Les OBJETS (très) SECRETS de Judith Scott au Collège des Bernardins

C’est à une belle et étrange découverte que nous convie le Collège des Bernardins à Paris en exposant quelques-uns des Objets secrets réalisés par Judith Scott. Des objets à jamais secrets dissimulés sous les épaisses couches de fils de laine dont l’artiste américaine les a entourés, faisant surgir d’autres objets énigmatiques : des œuvres d’Art Brut.
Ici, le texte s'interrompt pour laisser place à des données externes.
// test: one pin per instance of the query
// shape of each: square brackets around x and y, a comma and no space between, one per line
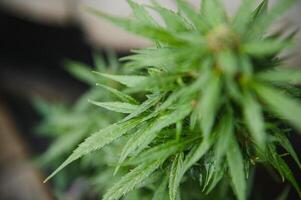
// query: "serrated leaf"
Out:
[290,76]
[144,137]
[97,141]
[160,192]
[151,101]
[120,95]
[281,104]
[175,176]
[132,179]
[274,158]
[161,151]
[285,143]
[197,153]
[80,71]
[191,14]
[228,62]
[224,134]
[127,80]
[120,107]
[209,105]
[261,9]
[236,169]
[254,119]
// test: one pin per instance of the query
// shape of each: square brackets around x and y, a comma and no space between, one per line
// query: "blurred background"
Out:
[36,36]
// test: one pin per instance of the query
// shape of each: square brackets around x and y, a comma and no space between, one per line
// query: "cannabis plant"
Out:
[209,101]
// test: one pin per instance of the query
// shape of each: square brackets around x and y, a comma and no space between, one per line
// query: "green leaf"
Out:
[144,137]
[132,180]
[224,134]
[243,16]
[163,150]
[236,169]
[254,119]
[151,101]
[261,9]
[97,141]
[191,14]
[213,12]
[175,176]
[160,192]
[197,153]
[120,95]
[274,158]
[117,106]
[264,21]
[281,104]
[99,62]
[290,76]
[127,80]
[80,71]
[141,13]
[209,104]
[285,143]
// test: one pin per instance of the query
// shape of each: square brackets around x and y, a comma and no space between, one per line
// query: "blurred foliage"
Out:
[208,102]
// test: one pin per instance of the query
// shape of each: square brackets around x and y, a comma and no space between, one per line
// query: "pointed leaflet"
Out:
[254,119]
[291,76]
[152,100]
[243,16]
[143,137]
[120,95]
[175,176]
[163,150]
[97,141]
[224,134]
[275,159]
[129,81]
[236,169]
[132,180]
[285,143]
[281,104]
[197,153]
[191,14]
[209,104]
[160,193]
[261,9]
[120,107]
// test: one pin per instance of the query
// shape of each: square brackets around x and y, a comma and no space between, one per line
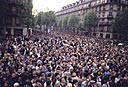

Lesquelles imposent leur indéniable présence sous les voûtes de l’ancienne sacristie des Bernardins.

A voir jusqu’au 18 décembre 2011.

 

Au sol, des sculptures rondes évoquant de gros œufs (ou peut-être des matrices ?), d’autres se dressent comme des sortes de totems, tandis qu’une autre encore s’étale comme une cape ou  des ailes de papillon… Suspendues, des sculptures aux formes oblongues apparaissent comme autant d’étranges objets volants – nacelles, volatiles ou vaisseaux ? Mais, « oui, il y a toujours un objet au centre », confirme Sandra Adam-Couralet, co-commissaire de l’exposition, répondant à l’interrogation d’un visiteur.

« skate » / Photo DB

Le doute est en effet permis devant toutes les oeuvres, quelle que soit leur forme finale. A une exception près – dont on ne sait si elle rassure ou déroute : un bout de planche de skate émerge de son cocon de fils…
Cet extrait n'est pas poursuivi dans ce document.